Most HR practitioners have just one week to ensure compliance, as 6 April is Easter Monday and 3 April is Good Friday – both bank holidays.

‘Administrative burden’

Writing in a post, Katie Wooler, professional support lawyer for Burges Salmon, said: “There was one big surprise in the regulations. Neither the government’s implementation roadmap from last summer, nor its timeline update from earlier this year, gave any indication of when the new duty for employers to keep and retain annual leave records would come into force.”

She explained that, for some employers, this new duty could create a “significant administrative burden, particularly if they have complex annual leave or holiday pay arrangements for their staff or if their existing systems and records are piecemeal”.

Enforcement of holiday obligations will fall within the remit of the Fair Work Agency, which launches on 7 April. Legal experts have said employers should audit how they record workers’ annual leave entitlement and pay, and identify where there may be gaps.

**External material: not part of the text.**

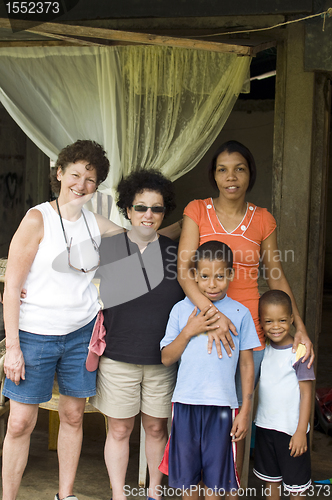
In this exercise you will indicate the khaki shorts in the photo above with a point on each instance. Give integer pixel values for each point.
(125, 389)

Duty to keep holiday records

Employers will be required to keep records to demonstrate that all eligible workers – including people working irregular hours or part-time – have been given the paid holiday they are entitled to under the WTR. Holiday records must be “adequate” – enough to be able to demonstrate compliance.

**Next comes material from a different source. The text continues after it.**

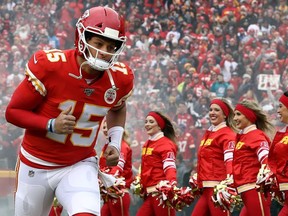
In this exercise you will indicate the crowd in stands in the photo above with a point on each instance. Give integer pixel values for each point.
(183, 53)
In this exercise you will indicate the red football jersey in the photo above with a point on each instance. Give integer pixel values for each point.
(124, 166)
(52, 89)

Libby Hubbard, senior professional support lawyer at law firm Anthony Collins, stressed that failure to comply with the relevant requirements of the WTR is a criminal offence, which could lead to unlimited fines. She said: “It’s important to note that inadequate records will be of very little help should a worker bring a claim for holiday pay.

“Records which set out a worker’s holiday entitlement and details of payment (whether that be as they take it, or rolled-up holiday pay for atypical workers) will provide a robust defence to such a claim.”

‘Demonstrable compliance’

Caroline Prosser, a partner at Hill Dickinson, said: “The change reflects a broader shift towards demonstrable compliance, shaped by evolving case law and increased scrutiny of holiday pay practices.

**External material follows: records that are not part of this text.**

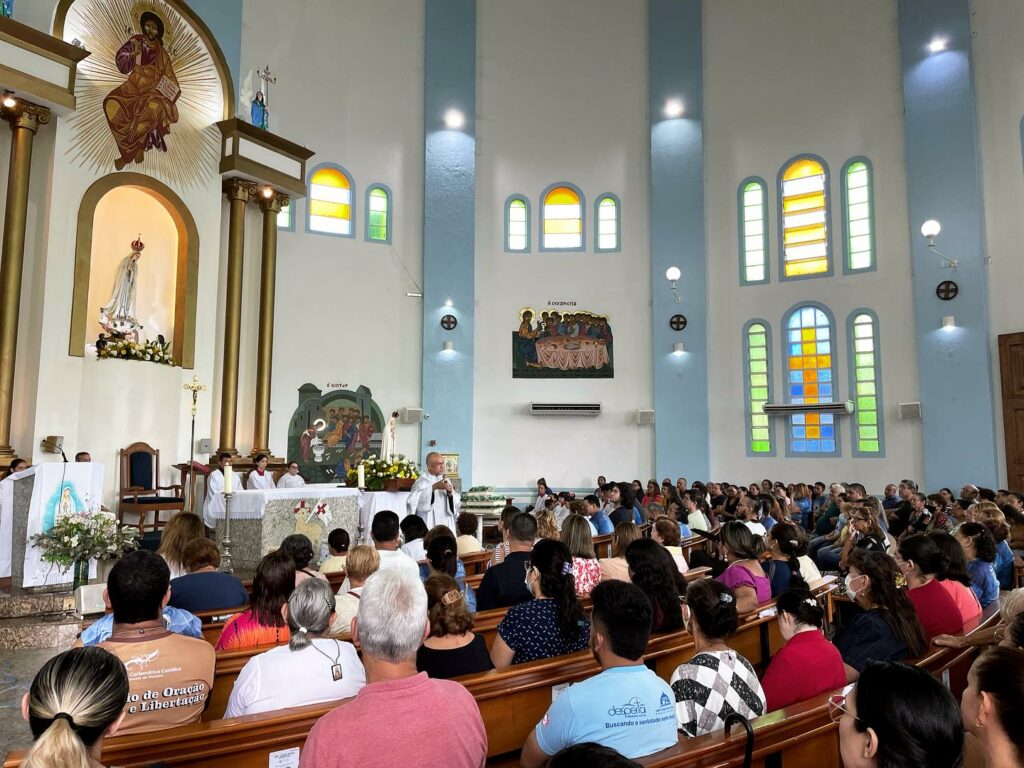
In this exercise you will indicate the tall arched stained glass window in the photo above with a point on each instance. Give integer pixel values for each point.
(804, 196)
(753, 231)
(561, 219)
(757, 344)
(517, 224)
(810, 379)
(865, 383)
(858, 212)
(331, 202)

“Employers that use this moment to strengthen their data, processes and governance will be better positioned as the regulatory landscape becomes more rigorous, particularly with the introduction of the Fair Work Agency, which will oversee this area and have enforcement powers.”

Simpson added: “The introduction of an employment law is one thing – its enforcement, which with this law will sit with the Fair Work Agency, is quite another. The Fair Work Agency is something of an unknown quantity for employers. It is being launched on 7 April, but how quickly will its enforcement activities be up and running?

“The Fair Work Agency’s powers are extensive, including the power to enter premises (albeit only with a warrant), inspect and seize documents, and serve notices of underpayment (with a set period for employers to pay). Penalties are set at 200% of the total underpayment.

“The most serious breaches – such as failure to comply with an FWA labour market enforcement order, knowingly or recklessly providing false information or documents, and the offence of obstruction – could even attract a criminal charge and/or an unlimited fine.”

Personnel Today has approached the Department for Business and Trade for comment.